Some competitors rely on tracing only their final product, while leaving parts of their process supply chain unexamined. Our style involves process mapping down to the detail—mixing tank cleaning, blend sequence controls, and high-sensitivity particle counters. What this means for end users: products that not only meet but routinely exceed regulatory checks under both regional and global standards. In biological injectables, even a slight variance in non-sugar polyols can trigger downstream analytical flags, cause aggregation, or reduce batch yields.
As a manufacturer in a rapidly changing regulatory and supply environment, our approach blends hard science with business resilience. Sorbitol injection grade is sourced from renewable agricultural origins, but no crop is left unlabeled or without audit trail. We work with farming cooperatives and regularly test the ground and irrigation water where raw material comes from. This isn’t about optics—it responds directly to historical scares from pesticide carryover, which aren’t theoretical in today’s globalized raw material trade.
Contaminant-free status isn't assumed from upstream vendors. We conduct incoming batch-by-batch pesticide and fertilizer residue checks matched against volatile compound screening. Filtering through to a final safe injectable grade takes significant capital and technical investment—in both science and building trust. By anchoring these priorities in our daily work, we’ve built a reputation with both generics and innovators.

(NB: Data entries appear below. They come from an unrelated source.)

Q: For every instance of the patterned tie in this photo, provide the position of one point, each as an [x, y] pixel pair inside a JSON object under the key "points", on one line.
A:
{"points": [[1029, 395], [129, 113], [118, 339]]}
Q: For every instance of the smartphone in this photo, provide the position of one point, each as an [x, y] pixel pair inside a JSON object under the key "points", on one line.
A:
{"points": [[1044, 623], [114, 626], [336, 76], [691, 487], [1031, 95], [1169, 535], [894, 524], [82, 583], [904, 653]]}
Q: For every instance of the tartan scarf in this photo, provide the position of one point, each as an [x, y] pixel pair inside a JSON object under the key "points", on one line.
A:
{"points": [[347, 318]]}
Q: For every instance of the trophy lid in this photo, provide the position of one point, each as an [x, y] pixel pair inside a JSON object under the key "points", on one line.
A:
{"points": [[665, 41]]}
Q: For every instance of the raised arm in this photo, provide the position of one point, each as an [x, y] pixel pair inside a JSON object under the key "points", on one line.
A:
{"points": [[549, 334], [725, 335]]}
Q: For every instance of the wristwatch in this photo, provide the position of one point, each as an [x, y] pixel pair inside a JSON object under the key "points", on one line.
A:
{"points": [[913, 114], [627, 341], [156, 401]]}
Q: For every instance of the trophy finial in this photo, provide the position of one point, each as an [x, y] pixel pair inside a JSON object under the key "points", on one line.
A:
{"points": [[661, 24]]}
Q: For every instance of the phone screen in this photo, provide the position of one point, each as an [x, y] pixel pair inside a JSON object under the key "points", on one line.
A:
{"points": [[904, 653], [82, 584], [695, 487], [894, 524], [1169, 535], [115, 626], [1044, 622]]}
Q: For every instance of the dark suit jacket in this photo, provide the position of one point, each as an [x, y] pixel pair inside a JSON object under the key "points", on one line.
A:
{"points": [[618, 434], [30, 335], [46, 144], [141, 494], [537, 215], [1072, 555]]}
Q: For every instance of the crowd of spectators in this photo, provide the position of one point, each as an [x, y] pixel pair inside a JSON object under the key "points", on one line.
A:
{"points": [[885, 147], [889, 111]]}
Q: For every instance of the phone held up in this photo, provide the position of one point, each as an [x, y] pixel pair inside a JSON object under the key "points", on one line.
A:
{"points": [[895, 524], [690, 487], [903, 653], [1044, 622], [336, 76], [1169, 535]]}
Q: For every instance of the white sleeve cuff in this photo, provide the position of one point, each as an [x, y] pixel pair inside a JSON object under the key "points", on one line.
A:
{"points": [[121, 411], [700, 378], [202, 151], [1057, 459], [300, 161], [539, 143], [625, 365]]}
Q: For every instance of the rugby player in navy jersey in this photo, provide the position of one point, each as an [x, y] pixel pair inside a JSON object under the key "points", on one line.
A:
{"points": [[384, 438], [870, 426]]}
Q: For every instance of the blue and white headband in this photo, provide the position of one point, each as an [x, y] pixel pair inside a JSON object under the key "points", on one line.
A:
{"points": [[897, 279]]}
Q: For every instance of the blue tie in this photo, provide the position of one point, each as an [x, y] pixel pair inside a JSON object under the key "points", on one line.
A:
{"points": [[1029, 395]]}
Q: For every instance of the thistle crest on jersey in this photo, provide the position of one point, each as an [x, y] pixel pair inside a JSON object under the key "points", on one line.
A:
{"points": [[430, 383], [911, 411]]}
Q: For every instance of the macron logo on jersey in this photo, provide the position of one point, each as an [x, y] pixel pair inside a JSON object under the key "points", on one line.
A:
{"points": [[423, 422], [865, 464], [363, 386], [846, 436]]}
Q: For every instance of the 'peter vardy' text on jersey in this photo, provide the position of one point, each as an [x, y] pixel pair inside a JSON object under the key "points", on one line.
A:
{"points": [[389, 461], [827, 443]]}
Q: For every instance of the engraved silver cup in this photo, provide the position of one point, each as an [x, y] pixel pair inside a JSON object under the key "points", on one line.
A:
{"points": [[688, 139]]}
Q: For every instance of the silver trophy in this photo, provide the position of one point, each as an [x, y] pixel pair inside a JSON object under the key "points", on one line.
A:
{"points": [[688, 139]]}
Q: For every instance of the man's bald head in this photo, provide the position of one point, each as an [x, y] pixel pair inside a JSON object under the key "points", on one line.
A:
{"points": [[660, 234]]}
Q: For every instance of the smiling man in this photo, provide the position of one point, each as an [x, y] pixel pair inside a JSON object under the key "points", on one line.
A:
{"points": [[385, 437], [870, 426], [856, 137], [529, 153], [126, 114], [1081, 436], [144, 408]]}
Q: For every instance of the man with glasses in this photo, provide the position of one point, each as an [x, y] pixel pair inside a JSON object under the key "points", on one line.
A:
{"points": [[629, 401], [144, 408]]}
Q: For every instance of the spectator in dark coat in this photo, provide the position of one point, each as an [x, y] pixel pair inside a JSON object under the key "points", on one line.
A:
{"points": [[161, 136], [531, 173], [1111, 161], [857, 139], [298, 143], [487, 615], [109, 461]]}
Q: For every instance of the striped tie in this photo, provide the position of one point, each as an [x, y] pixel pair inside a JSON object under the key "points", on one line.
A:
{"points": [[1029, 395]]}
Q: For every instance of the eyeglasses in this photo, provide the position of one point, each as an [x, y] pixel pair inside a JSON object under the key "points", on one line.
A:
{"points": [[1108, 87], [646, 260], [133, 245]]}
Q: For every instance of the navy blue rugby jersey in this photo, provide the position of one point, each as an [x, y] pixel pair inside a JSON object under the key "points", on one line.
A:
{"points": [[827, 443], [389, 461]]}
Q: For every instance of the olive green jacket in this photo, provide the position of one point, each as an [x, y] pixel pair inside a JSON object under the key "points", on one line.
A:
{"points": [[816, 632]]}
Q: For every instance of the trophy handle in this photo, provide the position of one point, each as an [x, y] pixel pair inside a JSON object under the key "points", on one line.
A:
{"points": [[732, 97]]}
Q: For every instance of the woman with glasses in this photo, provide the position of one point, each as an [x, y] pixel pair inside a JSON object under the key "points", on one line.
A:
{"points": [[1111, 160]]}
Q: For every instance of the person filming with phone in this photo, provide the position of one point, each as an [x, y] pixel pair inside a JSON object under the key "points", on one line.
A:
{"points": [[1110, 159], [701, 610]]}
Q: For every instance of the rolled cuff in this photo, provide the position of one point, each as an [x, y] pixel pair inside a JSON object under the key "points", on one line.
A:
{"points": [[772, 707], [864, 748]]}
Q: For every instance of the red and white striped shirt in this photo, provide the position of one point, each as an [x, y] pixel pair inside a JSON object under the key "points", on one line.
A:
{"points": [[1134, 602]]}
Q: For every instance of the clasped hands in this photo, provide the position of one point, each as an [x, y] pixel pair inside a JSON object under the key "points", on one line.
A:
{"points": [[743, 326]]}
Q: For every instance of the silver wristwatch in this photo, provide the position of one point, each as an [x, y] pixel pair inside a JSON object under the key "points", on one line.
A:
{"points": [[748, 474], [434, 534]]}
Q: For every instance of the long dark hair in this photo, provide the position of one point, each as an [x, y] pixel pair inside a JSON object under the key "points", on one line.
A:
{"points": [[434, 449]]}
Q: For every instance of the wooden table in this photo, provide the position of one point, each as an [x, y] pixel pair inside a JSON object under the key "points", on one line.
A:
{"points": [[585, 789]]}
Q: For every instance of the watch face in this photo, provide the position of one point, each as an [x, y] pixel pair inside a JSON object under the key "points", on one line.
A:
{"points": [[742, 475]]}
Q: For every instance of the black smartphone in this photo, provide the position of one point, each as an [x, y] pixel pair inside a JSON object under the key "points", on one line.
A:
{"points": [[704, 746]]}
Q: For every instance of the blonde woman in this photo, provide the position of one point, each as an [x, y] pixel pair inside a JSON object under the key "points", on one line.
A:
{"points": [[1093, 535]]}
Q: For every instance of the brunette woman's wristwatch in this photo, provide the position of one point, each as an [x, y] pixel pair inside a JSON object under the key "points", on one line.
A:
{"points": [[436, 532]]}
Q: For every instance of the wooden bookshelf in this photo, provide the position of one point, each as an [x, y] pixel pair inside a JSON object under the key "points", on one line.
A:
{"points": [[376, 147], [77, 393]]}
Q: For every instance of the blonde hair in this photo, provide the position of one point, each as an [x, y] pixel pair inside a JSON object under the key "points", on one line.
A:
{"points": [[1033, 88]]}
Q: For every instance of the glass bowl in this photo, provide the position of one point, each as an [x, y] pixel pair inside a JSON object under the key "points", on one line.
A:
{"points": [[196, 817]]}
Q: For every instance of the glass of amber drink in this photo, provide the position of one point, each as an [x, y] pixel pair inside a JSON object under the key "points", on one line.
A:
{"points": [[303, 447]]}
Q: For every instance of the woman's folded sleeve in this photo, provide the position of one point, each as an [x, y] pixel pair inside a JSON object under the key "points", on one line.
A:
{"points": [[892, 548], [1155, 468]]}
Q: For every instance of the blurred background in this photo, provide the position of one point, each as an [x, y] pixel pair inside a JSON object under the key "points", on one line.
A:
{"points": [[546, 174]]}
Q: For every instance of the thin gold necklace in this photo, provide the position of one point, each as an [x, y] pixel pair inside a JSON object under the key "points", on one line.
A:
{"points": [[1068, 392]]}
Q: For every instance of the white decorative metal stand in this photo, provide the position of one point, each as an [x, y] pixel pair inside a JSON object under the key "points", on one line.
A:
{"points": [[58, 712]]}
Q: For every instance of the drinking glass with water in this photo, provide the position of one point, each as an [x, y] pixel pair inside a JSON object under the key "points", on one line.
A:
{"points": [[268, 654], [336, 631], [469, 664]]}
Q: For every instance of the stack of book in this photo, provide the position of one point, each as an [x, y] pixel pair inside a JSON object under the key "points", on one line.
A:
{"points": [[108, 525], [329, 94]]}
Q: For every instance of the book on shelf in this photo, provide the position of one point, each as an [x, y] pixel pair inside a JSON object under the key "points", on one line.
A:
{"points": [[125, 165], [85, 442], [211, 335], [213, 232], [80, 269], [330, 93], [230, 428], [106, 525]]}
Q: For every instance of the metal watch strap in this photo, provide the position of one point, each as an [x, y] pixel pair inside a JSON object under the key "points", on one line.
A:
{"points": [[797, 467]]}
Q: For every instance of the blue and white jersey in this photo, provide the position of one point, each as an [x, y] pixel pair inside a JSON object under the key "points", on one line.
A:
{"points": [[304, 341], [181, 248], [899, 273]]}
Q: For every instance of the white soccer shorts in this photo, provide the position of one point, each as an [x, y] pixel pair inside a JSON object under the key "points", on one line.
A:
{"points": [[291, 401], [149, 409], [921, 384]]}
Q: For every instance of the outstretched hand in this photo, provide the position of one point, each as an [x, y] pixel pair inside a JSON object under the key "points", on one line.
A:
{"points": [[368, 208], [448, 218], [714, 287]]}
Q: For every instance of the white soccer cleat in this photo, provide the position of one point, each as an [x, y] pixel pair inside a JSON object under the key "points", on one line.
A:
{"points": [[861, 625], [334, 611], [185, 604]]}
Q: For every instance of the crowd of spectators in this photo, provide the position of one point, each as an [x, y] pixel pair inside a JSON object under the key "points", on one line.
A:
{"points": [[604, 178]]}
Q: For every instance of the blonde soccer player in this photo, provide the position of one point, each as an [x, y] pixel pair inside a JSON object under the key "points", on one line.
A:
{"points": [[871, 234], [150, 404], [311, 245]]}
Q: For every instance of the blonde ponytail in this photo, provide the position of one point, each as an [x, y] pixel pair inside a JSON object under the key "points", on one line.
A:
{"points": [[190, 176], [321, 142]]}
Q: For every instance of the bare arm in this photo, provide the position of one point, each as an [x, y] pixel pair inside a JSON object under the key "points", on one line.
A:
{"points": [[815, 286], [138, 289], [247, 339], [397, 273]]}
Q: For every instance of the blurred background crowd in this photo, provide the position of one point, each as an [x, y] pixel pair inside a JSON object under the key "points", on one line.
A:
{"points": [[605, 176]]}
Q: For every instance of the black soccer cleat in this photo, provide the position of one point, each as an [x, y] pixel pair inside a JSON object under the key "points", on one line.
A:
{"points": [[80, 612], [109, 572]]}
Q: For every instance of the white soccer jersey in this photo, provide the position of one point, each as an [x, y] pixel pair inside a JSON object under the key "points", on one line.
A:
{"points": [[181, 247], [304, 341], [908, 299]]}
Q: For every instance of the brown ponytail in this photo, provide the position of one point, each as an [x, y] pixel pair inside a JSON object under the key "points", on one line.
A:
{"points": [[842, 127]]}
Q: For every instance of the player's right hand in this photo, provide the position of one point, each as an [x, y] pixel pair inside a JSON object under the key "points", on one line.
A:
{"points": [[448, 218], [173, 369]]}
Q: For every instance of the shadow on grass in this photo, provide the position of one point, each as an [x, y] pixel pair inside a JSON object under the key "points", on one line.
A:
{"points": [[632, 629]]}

Medical science doesn’t stand still. With new injectable products and increased demand for patient-specific compounding, the requirements for excipients like sorbitol shift constantly. We listen. Recently, a surge in market need for low-allergen, ultra-low organics sorbitol led our team to overhaul a key reaction stage, installing new inline carbon beds. Collaborating with downstream customers, our development chemists run trial lots and stability programs using actual end-use conditions.
Such partnerships don’t just add value—they prevent costly product losses. It’s common for clinical trial sponsors to revisit excipient sources mid-development after running into variability issues from less controlled origins. By scheduling frequent technical exchanges between our manufacturing scientists and those at client facilities, we build safeguards directly into the process—not as an afterthought, but as a practical discipline.
Over time, every plant worker and lab scientist sees the real impact their decisions have. Each time a healthcare provider administers a medicine formulated with our sorbitol, the importance of these upstream choices becomes clear. Safety, reliability, and quality control aren’t empty slogans—they reflect thousands of hours of method development, equipment tweaking, audit responses, and constant improvement. Rejecting marginal grades and refusing shortcuts is part of our identity.
As a direct producer, our team stands behind every vial and every certificate. Beyond all the chemical and regulatory standards, this is a product shaped by people making careful, principled choices, batch after batch, for patients who will never know our names. In this, injection grade sorbitol makes its mark—not simply for its specification sheet, but because of the discipline and experience linking raw material to safe, life-changing treatment.